8.       With regard to the contention of negligence of the counsel of the appellant, suffice it to say that it is the duty of the party to be conscious in respect of his interest and approach to Court without any delay and in case of failure, he must suffer and no one could be made responsible therefor. A person who having knowledge of limitation slips over matter without sufficient cause and allows remedy to run out of limitation period cannot afterwards seek indulgence of Court for condonation of delay. Similarly, the negligence of the counsel is the negligence of the party because the counsel acts on behalf of the party. In this regard it may further be noted that even after engaging a counsel it is the duty of the party in litigation to keep himself fully informed of proceedings and he is not relieved of his obligations to do so merely because he had engaged a counsel to appear on his behalf. Therefore, C.M.A. bearing No. 499 of 2017 being not maintainable is dismissed, accordingly.

 

9.       So far the merits of the case is concerned, it may be examined that even in the memo of appeal, the appellant has not denied alleged commission of default in payment of monthly rent but he has taken the defence that after 12.04.2016 he is the prospective owner of the rented premises. It is now well settled principle of law that once a person acknowledges himself to be a tenant of a landlord, the principle of estoppel as enunciated in Article 115 of Qanun-e-Shahadat Order, 1984 would come into play, debarring such tenant to deny the title of his landlord.
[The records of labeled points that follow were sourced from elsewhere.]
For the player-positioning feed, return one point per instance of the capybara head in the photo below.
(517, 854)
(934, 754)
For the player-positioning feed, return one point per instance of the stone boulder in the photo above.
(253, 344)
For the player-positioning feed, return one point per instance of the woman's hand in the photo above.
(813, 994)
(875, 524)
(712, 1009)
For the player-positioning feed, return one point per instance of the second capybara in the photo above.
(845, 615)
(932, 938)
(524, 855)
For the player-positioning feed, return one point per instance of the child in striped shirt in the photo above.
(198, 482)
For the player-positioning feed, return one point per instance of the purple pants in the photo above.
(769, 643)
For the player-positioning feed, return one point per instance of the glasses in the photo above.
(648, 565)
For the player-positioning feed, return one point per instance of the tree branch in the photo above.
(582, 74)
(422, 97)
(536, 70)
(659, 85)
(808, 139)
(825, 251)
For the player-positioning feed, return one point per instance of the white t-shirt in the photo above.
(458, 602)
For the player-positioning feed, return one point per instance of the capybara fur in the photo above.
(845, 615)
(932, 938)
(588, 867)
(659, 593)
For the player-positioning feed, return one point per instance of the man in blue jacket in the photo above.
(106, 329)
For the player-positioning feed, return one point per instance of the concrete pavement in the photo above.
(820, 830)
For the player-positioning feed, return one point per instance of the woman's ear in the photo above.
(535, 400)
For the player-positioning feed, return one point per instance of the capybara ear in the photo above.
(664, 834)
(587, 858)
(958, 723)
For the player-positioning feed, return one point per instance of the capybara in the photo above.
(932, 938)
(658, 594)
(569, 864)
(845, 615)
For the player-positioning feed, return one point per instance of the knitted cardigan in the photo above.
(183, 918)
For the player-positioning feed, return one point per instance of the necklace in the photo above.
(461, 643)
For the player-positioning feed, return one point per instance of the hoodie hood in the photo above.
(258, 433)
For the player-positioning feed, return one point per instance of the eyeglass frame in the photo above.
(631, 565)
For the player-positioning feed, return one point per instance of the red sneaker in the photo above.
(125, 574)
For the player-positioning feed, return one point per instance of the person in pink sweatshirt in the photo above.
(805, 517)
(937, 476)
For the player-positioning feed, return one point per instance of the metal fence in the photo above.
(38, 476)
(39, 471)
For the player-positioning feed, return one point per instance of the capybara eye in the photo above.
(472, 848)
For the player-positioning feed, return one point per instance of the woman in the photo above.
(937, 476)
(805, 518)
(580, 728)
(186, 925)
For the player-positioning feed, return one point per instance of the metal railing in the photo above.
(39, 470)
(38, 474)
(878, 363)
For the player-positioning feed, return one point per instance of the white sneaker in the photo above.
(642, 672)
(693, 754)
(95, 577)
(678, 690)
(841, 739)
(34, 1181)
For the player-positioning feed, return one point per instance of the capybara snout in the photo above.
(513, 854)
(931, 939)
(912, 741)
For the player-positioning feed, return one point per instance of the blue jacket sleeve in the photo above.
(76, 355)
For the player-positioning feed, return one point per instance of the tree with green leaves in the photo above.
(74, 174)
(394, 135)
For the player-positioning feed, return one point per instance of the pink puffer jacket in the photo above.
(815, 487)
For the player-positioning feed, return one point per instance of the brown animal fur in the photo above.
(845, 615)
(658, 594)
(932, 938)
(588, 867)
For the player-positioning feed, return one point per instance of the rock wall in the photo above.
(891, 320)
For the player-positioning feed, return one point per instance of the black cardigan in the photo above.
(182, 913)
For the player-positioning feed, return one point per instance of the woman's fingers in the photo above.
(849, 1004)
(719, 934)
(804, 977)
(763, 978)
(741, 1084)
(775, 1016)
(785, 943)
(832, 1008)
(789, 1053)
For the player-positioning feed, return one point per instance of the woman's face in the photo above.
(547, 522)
The genuineness or otherwise of alleged sale agreement and its consequential effect would independently be determined by the Civil Court if a civil suit for specific performance of contract is filed by the appellant. Till the time the appellant/ tenant is able to establish his claim for “Specific Performance” on the basis of alleged sale agreement, the respondent No.1 / landlord would continue to enjoy the status of being owner or landlord of the premises and the relationship between the parties till such time would be regulated by the terms of tenancy and the appellant/ tenant cannot legitimately resist the maintainability of ejectment proceedings on the ground of sale agreement. The reliance in this regard is placed on the case of Mst. Seema Begum v. Muhammad Ishaq and others reported in PLD 2009 SC 45.

 

10.     Consequently, instant F.R.A. being time barred and devoid of any merit is dismissed, accordingly. The appellant is directed to vacate the tenement and handover its peaceful possession to the respondent No.1 within 30 days hereof.